Slota called the fascist leader Jozef Tiso "one of the greatest sons of the Slovak nation" and, on 17 February 2000, 40 of the 41 city council members in Žilina, where Slota was mayor, voted to dedicate a plaque honoring Tiso. After World War II, Tiso was sentenced to death for his role in the murder of tens of thousands of Slovak Jews during the Holocaust. Slota told the Czech newspaper Lidové noviny that he "envies" the Czech people for their expulsion of Germans after World War II, implying that the same should have been done to the Hungarian minority in Slovakia. Fico refused to condemn these comments, and as a result his party, Smer-SD, was expelled from the Party of European Socialists. Slota asserts that the best policy for dealing with the Roma is "a long whip in a small yard" and that "70 percent of the Roma are criminals". He has also described homosexuality as a disease, and associated homosexuals with pedophiles. In 2006, some of Slota's controversial comments were reportedly circulated to Members of the European Parliament in a mass e-mail and were published, and criticized, by international media.

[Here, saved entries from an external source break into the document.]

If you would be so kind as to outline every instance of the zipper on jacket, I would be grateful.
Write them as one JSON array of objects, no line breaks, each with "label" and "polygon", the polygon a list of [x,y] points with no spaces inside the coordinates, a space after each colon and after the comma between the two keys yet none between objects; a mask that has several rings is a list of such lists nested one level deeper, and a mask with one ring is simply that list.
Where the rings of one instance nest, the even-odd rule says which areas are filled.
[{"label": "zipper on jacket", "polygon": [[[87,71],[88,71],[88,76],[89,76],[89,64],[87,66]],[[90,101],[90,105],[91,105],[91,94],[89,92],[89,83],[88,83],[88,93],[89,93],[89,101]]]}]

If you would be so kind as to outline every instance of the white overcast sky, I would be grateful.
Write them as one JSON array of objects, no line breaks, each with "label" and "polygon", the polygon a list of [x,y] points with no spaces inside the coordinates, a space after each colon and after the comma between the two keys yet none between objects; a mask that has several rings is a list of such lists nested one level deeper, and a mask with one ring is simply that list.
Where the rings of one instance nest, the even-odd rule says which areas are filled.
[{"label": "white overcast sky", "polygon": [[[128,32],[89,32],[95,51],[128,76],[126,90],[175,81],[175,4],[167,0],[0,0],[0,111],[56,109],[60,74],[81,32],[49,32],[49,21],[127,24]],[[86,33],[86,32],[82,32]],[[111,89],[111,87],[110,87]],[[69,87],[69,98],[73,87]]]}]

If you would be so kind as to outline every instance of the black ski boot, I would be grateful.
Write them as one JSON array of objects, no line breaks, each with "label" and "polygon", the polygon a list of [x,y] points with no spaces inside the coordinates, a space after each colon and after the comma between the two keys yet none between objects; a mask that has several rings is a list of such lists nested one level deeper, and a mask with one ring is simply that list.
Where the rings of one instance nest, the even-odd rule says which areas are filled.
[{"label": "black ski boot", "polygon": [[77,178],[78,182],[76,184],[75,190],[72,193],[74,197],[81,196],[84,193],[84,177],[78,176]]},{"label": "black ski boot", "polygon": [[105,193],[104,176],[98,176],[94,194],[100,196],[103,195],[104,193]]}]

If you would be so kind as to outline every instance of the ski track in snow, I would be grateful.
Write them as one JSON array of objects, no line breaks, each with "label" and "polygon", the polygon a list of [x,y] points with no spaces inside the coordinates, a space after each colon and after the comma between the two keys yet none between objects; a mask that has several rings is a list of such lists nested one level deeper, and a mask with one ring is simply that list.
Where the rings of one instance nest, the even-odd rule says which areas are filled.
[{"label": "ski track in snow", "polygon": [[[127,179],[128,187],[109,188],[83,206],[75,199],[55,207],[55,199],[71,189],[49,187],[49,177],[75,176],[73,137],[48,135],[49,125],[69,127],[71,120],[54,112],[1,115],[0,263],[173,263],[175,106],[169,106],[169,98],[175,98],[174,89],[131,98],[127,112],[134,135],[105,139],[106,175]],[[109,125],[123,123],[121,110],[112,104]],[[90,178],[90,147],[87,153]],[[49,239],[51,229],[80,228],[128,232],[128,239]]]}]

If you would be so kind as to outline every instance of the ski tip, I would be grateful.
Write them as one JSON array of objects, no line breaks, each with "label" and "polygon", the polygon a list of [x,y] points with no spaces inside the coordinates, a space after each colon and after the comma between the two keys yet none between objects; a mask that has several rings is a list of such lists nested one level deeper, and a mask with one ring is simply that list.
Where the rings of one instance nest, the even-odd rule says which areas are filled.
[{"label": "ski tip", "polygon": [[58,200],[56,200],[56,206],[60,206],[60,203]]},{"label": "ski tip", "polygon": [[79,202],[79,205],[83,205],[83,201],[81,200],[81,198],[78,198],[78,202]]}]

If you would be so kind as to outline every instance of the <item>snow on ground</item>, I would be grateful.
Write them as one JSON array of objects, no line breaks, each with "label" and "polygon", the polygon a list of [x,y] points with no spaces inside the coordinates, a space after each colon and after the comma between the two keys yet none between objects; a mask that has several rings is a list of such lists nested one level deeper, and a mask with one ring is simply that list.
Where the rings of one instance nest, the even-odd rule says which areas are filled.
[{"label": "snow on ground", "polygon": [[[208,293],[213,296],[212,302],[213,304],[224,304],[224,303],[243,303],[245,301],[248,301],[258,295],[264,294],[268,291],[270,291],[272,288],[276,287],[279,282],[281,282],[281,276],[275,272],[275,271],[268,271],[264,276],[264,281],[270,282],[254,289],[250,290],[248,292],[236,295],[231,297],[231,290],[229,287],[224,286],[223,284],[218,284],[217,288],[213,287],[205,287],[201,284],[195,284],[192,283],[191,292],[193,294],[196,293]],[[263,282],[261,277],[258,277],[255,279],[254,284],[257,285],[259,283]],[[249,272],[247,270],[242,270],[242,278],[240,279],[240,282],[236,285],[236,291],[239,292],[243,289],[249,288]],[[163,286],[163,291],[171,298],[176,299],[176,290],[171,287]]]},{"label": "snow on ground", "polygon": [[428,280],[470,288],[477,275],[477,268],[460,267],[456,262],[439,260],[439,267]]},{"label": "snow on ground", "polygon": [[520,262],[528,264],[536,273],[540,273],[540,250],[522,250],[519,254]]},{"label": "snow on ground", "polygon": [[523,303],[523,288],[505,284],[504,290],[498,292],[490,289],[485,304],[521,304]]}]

=== Nováky Power Plant incident ===
In 1982 Slota worked in the Nováky Power Plant, where during the demolition of a wooden cooling tower he gave the order to burn it down. The flames reached 70 meters and the wind blew the cinders as far away as 500 meters. Slota was convicted of threatening public safety and sentenced to one year conditionally.

=== Court cases ===
Documents detailing Slota's alleged criminal past were published by Markíza, the leading private television station in Slovakia, which resulted in a court case Markíza v Slota. Slota has been involved in another court case regarding his alleged criminal past with the newspaper SME. He lost the case with Markíza TV, however, he won the case involving SME.

During the court proceedings Slota said he was proud of assaulting and beating a Hungarian saying "I’m also proud of the fact that I gave the Hungarian a black eye." (Na to, že som tomu Maďarovi urobil monokel, som tiež hrdý.)

===Tabloid claims===
Slota supposedly reported a total yearly income of 311 400 SKK (about €10,000 or US$14,000) in his 2006 annual tax return, however he himself supposedly confirmed that he had bought a Bentley Continental GT for 2.6 million SKK in that year. In his tax return he also supposedly confessed that he has a luxury villa on the Croatian riviera as well as a Porsche Cayenne Turbo S "lent to him by one of his friends for his personal use".

== Private life ==
Slota briefly emigrated to Austria in 1971, however, he returned to Czechoslovakia after several days. Slota is a Roman Catholic.